Un tournage sous tension
C'était très étrange ce tournage. On a vécu sous tension permanente durant les cinq semaines de tournage. On a vécu le film comme les personnages. Par exemple, dans la scène où je descends voir d'où vient le bruit, depuis la chambre jusqu'au rez-de-chaussée armé d'un tisonnier, je sais que la caméra me suis mais au bout d'un moment je l'oublie vraiment et j'oublie l'équipe. Je suis seul en Roumanie, j'entends un bruit, j'ai vraiment l'impression qu'il y a quelqu'un dans cette maison, je tremble, j'ai la chair de poule... C'aurait pu durer encore des heures et j'aurais pu faire toute la maison avec ce tisonnier, et m'attendre à tomber sur des "Ils". Je dois beaucoup ça aux réalisateurs qui ont réussi à nous mettre dans cette tension là, parce que nous avons presque tourné le film en temps réel, quasiment sans ellipse.

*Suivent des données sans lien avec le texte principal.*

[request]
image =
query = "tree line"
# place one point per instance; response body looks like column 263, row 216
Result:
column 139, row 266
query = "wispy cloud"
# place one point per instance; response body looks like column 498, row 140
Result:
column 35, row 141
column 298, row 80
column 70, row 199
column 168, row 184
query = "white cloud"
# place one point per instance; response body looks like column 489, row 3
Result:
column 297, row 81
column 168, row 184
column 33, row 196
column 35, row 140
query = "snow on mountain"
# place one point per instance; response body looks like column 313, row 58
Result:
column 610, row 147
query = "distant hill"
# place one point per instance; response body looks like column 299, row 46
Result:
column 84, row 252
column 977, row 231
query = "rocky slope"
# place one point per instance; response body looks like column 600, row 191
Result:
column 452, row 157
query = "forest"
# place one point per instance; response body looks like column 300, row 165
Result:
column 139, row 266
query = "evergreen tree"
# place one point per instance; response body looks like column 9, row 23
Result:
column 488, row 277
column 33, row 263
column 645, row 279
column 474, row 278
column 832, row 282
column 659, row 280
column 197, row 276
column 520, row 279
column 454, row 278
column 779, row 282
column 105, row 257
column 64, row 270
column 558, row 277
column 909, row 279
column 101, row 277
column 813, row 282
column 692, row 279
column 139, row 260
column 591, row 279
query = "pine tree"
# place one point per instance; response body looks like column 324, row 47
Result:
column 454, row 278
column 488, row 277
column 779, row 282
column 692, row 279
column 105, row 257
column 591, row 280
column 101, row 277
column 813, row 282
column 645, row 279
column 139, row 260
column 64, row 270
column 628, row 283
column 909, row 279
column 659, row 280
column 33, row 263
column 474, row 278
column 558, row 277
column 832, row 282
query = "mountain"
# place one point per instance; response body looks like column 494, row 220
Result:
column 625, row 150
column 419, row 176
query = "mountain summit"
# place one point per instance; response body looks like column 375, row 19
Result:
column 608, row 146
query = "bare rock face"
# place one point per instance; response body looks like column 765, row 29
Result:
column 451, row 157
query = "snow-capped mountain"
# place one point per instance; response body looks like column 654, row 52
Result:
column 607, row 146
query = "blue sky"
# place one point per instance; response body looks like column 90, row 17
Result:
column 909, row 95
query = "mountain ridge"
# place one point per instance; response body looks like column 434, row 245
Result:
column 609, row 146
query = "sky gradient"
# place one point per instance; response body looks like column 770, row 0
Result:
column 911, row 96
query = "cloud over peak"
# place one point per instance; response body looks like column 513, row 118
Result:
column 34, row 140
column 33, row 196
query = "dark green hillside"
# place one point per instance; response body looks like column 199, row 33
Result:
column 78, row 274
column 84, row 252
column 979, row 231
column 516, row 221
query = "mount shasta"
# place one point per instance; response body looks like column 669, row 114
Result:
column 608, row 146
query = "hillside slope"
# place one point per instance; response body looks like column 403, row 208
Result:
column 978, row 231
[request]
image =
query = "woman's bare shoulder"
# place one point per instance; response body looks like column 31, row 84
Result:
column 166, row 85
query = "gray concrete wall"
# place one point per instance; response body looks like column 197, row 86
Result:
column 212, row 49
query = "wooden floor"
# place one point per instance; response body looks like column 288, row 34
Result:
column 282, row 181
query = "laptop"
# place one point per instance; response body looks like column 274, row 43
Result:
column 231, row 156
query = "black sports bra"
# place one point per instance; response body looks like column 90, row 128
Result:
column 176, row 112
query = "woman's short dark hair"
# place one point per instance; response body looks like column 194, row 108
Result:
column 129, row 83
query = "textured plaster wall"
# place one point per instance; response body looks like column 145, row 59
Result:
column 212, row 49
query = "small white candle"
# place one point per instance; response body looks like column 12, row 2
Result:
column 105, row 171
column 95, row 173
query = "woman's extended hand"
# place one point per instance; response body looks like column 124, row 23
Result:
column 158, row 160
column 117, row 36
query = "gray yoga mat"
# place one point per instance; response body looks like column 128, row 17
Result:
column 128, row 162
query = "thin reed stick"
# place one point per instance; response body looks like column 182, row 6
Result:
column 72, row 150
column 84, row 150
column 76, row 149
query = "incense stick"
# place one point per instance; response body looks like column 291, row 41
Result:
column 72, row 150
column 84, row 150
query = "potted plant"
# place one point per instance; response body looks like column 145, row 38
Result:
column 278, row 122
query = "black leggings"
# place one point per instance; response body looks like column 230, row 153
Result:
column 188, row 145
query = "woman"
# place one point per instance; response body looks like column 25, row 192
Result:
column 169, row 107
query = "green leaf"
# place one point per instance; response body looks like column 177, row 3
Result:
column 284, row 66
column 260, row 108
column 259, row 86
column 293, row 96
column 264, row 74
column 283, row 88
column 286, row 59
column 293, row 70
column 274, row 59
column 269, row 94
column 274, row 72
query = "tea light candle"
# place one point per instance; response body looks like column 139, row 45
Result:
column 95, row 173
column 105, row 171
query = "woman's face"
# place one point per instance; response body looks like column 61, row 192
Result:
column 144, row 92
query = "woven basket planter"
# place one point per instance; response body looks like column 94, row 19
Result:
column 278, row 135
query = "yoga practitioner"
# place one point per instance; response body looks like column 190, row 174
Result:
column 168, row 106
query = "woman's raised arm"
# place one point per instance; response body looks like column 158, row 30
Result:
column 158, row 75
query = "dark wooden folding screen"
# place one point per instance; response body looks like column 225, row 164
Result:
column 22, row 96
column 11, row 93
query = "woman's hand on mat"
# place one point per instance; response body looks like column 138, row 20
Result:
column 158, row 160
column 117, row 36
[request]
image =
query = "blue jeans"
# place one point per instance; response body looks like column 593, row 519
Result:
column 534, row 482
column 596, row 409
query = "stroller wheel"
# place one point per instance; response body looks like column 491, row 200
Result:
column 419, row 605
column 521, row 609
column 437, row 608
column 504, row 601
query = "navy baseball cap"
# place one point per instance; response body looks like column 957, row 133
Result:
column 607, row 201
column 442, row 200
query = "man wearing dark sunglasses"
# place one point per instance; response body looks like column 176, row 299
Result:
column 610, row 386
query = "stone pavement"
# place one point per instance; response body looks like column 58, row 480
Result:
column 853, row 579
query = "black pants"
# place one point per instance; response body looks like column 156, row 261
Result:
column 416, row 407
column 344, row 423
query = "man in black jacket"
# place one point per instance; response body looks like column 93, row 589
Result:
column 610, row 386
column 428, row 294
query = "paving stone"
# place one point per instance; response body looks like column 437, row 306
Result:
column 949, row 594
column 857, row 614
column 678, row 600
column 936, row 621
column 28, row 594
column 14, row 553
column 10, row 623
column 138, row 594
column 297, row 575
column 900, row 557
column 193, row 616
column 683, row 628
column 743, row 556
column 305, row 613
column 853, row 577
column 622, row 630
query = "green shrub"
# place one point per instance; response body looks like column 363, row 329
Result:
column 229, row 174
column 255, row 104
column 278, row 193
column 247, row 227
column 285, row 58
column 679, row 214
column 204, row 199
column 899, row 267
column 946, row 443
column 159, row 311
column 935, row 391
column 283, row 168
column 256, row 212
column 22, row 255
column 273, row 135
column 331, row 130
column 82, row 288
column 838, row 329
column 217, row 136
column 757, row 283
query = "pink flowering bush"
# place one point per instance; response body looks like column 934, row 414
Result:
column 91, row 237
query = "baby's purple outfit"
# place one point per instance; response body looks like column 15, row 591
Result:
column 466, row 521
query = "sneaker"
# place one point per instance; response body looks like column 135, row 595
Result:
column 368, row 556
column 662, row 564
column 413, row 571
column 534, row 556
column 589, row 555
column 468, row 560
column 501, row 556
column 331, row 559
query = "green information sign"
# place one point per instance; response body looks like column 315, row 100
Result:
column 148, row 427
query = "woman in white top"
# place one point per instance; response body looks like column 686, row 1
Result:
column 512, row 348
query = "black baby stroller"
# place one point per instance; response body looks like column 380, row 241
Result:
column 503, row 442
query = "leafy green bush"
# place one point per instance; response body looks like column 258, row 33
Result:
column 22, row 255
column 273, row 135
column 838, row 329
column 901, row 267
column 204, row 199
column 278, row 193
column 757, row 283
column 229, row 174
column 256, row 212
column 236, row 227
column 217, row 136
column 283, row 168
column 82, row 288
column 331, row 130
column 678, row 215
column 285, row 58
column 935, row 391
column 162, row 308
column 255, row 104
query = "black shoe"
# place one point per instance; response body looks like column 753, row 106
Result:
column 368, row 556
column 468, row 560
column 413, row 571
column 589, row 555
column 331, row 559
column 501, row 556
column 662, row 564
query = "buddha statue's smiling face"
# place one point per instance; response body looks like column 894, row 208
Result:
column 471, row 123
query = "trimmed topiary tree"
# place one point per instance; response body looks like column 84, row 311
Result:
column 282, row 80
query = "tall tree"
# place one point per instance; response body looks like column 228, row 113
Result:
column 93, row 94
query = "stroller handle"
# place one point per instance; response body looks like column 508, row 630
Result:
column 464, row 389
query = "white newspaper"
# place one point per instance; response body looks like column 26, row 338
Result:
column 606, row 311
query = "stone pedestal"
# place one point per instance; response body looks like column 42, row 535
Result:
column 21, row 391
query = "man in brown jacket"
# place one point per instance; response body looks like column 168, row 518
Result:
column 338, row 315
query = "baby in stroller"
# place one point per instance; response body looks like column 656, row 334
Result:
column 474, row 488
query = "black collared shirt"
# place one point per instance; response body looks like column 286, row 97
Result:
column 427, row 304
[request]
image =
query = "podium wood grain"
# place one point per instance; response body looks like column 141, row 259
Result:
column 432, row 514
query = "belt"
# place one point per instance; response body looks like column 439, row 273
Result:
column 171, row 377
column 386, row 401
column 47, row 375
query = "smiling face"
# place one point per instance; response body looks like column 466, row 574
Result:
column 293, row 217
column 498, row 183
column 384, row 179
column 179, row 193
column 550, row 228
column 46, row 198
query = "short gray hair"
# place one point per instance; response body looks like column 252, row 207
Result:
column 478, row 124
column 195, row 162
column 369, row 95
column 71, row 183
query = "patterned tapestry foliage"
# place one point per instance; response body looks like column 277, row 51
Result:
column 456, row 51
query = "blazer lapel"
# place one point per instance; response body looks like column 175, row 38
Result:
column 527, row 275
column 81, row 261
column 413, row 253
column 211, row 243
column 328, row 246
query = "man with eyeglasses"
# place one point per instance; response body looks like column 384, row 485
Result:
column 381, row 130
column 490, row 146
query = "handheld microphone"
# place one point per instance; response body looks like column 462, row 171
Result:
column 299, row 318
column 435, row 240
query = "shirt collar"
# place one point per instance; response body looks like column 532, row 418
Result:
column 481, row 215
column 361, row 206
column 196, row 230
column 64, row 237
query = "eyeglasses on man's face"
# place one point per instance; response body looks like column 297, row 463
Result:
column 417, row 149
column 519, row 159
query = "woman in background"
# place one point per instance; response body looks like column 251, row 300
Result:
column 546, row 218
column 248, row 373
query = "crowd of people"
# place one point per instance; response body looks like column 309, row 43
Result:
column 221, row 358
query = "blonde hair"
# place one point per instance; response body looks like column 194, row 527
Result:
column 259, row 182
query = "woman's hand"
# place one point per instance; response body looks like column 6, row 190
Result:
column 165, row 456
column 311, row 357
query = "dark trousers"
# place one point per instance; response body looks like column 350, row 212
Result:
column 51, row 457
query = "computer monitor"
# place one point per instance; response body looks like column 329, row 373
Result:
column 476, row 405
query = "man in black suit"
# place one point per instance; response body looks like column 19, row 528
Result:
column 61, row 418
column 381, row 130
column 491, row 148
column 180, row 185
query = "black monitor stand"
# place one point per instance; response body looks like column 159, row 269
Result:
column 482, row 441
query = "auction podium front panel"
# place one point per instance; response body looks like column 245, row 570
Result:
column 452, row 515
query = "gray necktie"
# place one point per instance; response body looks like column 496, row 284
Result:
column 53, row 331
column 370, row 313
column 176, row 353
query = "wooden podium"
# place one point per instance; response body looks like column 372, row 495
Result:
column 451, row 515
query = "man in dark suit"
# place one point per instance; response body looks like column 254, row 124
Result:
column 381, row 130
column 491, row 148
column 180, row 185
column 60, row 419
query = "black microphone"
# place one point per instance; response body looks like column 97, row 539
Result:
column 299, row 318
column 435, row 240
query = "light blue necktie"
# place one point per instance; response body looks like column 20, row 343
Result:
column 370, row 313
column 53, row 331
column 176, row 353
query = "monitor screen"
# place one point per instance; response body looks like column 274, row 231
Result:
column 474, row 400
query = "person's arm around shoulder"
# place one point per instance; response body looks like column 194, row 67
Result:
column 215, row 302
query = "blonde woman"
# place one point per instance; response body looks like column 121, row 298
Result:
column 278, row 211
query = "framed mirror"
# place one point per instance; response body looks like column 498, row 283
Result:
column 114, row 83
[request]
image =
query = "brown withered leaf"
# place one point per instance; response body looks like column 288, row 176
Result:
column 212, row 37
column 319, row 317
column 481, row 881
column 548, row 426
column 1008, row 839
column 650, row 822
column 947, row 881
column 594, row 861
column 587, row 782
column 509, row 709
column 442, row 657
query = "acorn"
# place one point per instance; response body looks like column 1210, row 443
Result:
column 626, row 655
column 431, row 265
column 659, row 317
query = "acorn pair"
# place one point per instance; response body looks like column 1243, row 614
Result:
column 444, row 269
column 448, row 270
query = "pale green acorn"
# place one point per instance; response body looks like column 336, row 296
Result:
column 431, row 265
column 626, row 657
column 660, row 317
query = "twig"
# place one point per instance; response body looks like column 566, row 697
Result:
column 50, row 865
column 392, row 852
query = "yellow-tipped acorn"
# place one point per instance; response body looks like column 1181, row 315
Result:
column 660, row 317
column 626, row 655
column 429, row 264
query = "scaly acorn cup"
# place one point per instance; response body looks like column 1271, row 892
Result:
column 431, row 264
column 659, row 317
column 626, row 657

On n'avait pas besoin qu'ils nous fassent "Bouh ! pour avoir peur : on y croyait, et on a jamais fait semblant. Comme nos personnages, on était expatriés, on était isolés dans cette maison, on tournait de nuit, sous la pluie, dans des souterrains... Nous étions dans les mêmes conditions que nos personnages. Donc ça aide énormément. Ce tournage, c'était pas des vacances : on a souvent l'habitude d'entendre des acteurs dire ça à propos d'un tournage mais pour nous, ce n'était vraiment pas le cas. On avait peur, quoi ! (Rires)
Un "Blair Witch" à la française ?
Le Projet Blair witch avait quelque chose de très réel aussi, de par l'aspect documentaire du film et ces cassettes soit disant retrouvées... Je crois donc que la comparaison tient au côté très réel, presque documentaire des deux films, et à la tension permanente. Sauf que Ils diffère dans la forme, car c'est bien filmé, avec de beaux cadrages, ce n'est pas de la DV qui tremble, il y a une lumière magnifique, une bande-son... C'est du cinéma, quoi, ce n'est pas le dogme... (Rires) Donc on peut effectivement trouver un parallèle, mais moi je ne suis pas pour qu'on compare les films, même si je peux comprendre que les gens aient besoin de savoir où se situe Ils par rapport à tous les films qui sortent.
La peur au cinéma
Massacre à la tronçonneuse m'a traumatisé, Shining, comme beaucoup, m'a marqué à vie : c'est le film parfait, la perfection au niveau de la mise en scène, du jeu, du scénario... J'aime beaucoup les films de M. Night Shyamalan aussi : Sixième Sens et puis Signes surtout. J'aime sa manière de suggérer les choses dans ce film, comme dans Ils d'ailleurs. J'aime beaucoup au cinéma quand on ne nous impose pas les émotions : j'aime qu'on nous suggère les situations, après, à nous de les vivre comme on a envie de les vivre. Et puis il y a des films qui m'ont vraiment effrayé, pas des films d'horreur mais parce qu'ils étaient vraiment nuls ! Mais on ne donnera pas de titres... (Rires)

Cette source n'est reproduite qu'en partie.